Things ran their course in California as things typically do, and long story short, Brown Interiour ended up in Olympia with Morrison teaming up with Andrew Dorsett and Matt Topartzer and vowing to bring all of the “exciting” music they found in Olympia to tape.

“Andrew and I started up Brown Interiour again (in Olympia) with the musicians we’ve met and are in contact with,” explains Morrison.

“The community has been really receptive. It’s just a great town to be making art in.”

Much like the goal with their label, Morrison and Dorsett sought diversity when creating the lengthy list of acts for Mikrofest III — a house party, mind you. To Morrison and Dorsett, Mikrofest is a “festival,” and they refer to it as such. You may have picked up on the fact that this is Mikrofest III — one was in California, and Saturday’s will mark the second in Tumwater. Mikrofest IV is already being planned for March.

“The idea was to have a really big house show. We wanted to find all the best talent we could,” says Dorsett.

“It will be nothing short of an extremely eclectic festival. The house isn’t huge, but it’s sort of empty. Our last Mikrofest probably had a crowd of around 100 people that rotated throughout the day. It’s a bring your own barbecue, too. The grill will be going all day. And there’ll be ample parking for cyclists.”

According to Dorsett and Morrison, this all started when: “We met a guy named Nathan (whose last name they couldn’t remember), and he wanted to have a house party.”

Sounds like Nathan’s about to have a house party, eh?

Let’s see if we can’t double the crowd from last time, get 200 people to show up, and slam that bike rack so full ten-speeds overflow into the street.

Mikrofest III (at Nathan’s) happens Saturday, Jan. 20, starting at 2 p.m. Directions, as well as a lineup of set times for all of the bands, can be found at Brown Interiour Music.   



Mikrofest III

With: Mike Dixon, the Mona Reels, Kickball, Lake, Skrill Meadow & Part Dog, Sisters, the Sundance Kids, Robert, Helga, Fisher J Price, Car Scars, Problems, Birch Cooper, Goldstar, Fall of Electricity and Slow Dance Fast

When: Saturday, Jan. 20, 2 p.m.

Where: 2235 54th Ave. S.W., near Trosper and Capitol, Tumwater, www.brown   interiourmusic.com

Cost: $3-$5, BYO BBQ



Tuesday

There are two new records coming out on Tuesday, Jan. 23, that you should know about — for entirely different reasons.

On an upbeat note, the Shins release Wincing the Night Away on Jan. 23. Let’s see if they’ll need another “Garden State” to make this one sell. My guess is no.

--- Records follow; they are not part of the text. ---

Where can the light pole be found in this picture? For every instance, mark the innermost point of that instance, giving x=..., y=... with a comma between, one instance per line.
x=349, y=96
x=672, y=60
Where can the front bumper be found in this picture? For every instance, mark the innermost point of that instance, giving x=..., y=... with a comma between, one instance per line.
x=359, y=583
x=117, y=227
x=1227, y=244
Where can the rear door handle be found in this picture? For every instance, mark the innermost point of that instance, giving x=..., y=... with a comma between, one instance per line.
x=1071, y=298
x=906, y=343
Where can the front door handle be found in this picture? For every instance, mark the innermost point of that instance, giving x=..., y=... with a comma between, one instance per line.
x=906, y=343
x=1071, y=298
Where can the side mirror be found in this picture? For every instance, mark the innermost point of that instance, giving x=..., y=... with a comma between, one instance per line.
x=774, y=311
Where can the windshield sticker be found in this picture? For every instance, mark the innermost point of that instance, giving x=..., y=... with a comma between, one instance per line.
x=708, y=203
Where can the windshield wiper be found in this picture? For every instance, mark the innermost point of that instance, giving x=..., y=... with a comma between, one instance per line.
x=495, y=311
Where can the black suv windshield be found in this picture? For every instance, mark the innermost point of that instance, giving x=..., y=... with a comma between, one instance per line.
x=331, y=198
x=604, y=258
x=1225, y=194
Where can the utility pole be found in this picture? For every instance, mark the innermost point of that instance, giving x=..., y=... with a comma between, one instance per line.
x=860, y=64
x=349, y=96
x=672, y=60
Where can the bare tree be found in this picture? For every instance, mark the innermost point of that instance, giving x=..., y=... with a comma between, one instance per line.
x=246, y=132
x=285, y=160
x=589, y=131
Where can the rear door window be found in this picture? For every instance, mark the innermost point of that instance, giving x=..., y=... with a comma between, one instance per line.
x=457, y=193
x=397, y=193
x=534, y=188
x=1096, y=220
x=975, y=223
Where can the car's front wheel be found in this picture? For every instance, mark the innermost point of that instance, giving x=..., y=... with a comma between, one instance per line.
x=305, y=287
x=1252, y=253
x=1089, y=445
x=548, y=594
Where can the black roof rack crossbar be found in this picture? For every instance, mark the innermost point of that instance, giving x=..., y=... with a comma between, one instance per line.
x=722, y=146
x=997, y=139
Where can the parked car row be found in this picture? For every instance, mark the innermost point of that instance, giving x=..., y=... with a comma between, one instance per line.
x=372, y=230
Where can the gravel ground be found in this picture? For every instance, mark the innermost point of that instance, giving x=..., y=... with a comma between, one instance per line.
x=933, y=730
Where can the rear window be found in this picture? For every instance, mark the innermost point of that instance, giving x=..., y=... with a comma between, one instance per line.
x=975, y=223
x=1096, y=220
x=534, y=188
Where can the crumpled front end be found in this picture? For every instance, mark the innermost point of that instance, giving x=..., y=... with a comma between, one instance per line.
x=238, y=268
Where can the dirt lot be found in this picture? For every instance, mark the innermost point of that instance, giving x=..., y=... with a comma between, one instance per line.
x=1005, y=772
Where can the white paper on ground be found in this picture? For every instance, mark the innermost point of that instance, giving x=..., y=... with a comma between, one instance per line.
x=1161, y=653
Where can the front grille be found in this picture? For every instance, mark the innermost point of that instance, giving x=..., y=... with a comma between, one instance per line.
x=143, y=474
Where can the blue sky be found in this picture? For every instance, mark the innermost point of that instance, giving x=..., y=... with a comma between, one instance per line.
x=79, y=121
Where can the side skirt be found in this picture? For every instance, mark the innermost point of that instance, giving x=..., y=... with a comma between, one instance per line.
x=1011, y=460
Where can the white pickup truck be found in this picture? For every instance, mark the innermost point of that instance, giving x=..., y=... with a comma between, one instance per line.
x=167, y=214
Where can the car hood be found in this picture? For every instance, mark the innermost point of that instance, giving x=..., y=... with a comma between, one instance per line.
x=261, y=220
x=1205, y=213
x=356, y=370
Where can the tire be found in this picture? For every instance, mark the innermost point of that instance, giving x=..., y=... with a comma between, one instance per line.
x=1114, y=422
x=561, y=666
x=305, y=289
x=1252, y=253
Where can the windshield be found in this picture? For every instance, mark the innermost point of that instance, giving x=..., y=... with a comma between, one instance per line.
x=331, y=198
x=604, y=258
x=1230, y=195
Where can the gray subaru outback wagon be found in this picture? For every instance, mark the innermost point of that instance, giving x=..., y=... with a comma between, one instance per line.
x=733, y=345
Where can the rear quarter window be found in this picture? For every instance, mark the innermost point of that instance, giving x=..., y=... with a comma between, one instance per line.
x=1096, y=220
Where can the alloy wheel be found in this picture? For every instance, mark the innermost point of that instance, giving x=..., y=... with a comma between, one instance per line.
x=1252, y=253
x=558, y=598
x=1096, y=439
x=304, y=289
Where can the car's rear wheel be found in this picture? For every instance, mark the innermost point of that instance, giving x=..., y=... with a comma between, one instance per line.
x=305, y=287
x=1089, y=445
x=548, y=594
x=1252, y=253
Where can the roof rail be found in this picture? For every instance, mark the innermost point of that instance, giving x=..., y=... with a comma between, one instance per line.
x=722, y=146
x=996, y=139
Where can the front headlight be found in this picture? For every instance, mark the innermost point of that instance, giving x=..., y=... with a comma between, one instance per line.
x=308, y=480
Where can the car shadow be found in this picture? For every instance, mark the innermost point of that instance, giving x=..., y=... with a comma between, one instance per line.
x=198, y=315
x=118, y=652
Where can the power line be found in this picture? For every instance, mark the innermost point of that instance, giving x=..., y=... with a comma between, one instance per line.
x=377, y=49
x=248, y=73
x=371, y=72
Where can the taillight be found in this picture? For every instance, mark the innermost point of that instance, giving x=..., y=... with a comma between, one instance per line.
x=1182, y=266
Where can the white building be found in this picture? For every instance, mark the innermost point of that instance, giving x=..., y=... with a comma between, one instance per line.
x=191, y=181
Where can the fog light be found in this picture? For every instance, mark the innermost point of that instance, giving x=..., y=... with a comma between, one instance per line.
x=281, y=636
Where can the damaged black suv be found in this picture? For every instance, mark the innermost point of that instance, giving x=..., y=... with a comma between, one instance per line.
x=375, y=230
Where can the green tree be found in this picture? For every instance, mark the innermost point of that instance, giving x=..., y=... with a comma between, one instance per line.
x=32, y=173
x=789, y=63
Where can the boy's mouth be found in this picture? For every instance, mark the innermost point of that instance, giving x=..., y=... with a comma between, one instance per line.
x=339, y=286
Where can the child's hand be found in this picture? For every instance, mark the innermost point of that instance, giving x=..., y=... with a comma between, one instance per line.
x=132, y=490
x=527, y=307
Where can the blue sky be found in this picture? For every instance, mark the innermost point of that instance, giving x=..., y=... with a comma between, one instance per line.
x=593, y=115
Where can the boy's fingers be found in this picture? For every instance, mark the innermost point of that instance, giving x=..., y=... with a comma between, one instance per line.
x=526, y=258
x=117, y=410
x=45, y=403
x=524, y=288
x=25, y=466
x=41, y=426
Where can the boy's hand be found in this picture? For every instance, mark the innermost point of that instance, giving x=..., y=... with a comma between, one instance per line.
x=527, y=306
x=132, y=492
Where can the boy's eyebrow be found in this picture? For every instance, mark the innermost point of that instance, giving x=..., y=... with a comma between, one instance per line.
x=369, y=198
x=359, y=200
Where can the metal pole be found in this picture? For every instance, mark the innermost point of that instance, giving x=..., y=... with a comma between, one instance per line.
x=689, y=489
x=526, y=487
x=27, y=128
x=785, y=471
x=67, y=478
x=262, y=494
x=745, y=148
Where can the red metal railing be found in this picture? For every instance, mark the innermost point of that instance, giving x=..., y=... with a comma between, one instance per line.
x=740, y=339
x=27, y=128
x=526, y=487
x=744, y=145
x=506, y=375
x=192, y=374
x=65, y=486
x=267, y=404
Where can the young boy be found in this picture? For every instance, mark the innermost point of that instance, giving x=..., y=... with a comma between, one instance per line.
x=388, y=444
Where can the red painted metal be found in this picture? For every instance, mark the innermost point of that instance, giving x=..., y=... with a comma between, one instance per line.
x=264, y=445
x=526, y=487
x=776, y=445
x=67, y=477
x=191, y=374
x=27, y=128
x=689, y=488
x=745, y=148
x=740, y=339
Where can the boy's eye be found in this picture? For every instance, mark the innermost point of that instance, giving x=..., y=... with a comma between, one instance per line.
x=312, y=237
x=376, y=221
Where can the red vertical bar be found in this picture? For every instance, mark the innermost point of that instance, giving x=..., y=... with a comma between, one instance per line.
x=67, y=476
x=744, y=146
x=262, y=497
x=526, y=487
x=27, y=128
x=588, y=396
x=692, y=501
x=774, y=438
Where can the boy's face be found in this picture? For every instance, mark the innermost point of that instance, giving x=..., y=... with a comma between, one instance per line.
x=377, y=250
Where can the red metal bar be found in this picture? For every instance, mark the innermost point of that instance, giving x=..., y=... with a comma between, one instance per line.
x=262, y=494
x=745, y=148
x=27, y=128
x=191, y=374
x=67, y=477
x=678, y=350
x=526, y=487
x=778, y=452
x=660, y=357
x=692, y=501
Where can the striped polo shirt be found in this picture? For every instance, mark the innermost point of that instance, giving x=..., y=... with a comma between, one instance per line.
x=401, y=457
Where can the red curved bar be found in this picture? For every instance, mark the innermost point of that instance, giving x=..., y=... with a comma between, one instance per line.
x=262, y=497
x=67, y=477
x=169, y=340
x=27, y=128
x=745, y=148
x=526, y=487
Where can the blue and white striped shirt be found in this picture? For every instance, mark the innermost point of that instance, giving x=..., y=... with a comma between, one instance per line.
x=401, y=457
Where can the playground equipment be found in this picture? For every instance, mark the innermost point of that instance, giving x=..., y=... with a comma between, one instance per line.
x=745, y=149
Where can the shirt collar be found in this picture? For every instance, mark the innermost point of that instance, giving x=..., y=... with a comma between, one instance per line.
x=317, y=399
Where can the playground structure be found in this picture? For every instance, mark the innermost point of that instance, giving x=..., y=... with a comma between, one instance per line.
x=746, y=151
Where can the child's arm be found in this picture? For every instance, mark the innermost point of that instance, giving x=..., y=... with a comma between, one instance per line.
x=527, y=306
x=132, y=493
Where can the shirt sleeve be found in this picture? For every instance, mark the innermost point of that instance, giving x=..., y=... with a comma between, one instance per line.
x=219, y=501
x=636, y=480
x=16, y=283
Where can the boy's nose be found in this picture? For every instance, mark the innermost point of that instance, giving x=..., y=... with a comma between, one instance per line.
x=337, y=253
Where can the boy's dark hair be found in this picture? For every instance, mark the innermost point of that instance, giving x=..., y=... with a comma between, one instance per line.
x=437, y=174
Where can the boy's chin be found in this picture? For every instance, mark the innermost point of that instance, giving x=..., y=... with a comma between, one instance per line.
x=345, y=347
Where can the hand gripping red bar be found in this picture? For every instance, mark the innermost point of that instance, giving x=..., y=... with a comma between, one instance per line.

And on a disgusting note, John Mellencamp releases Freedom’s Road that same day. What the hell happened to you, Johnny Cougar? Freedom’s Road features that mind-bogglingly wretched tune that’s in all the truck commercials. The song single-handedly made football season less enjoyable. Does the Secret Service come to my house if I say I want John Mellencamp shot?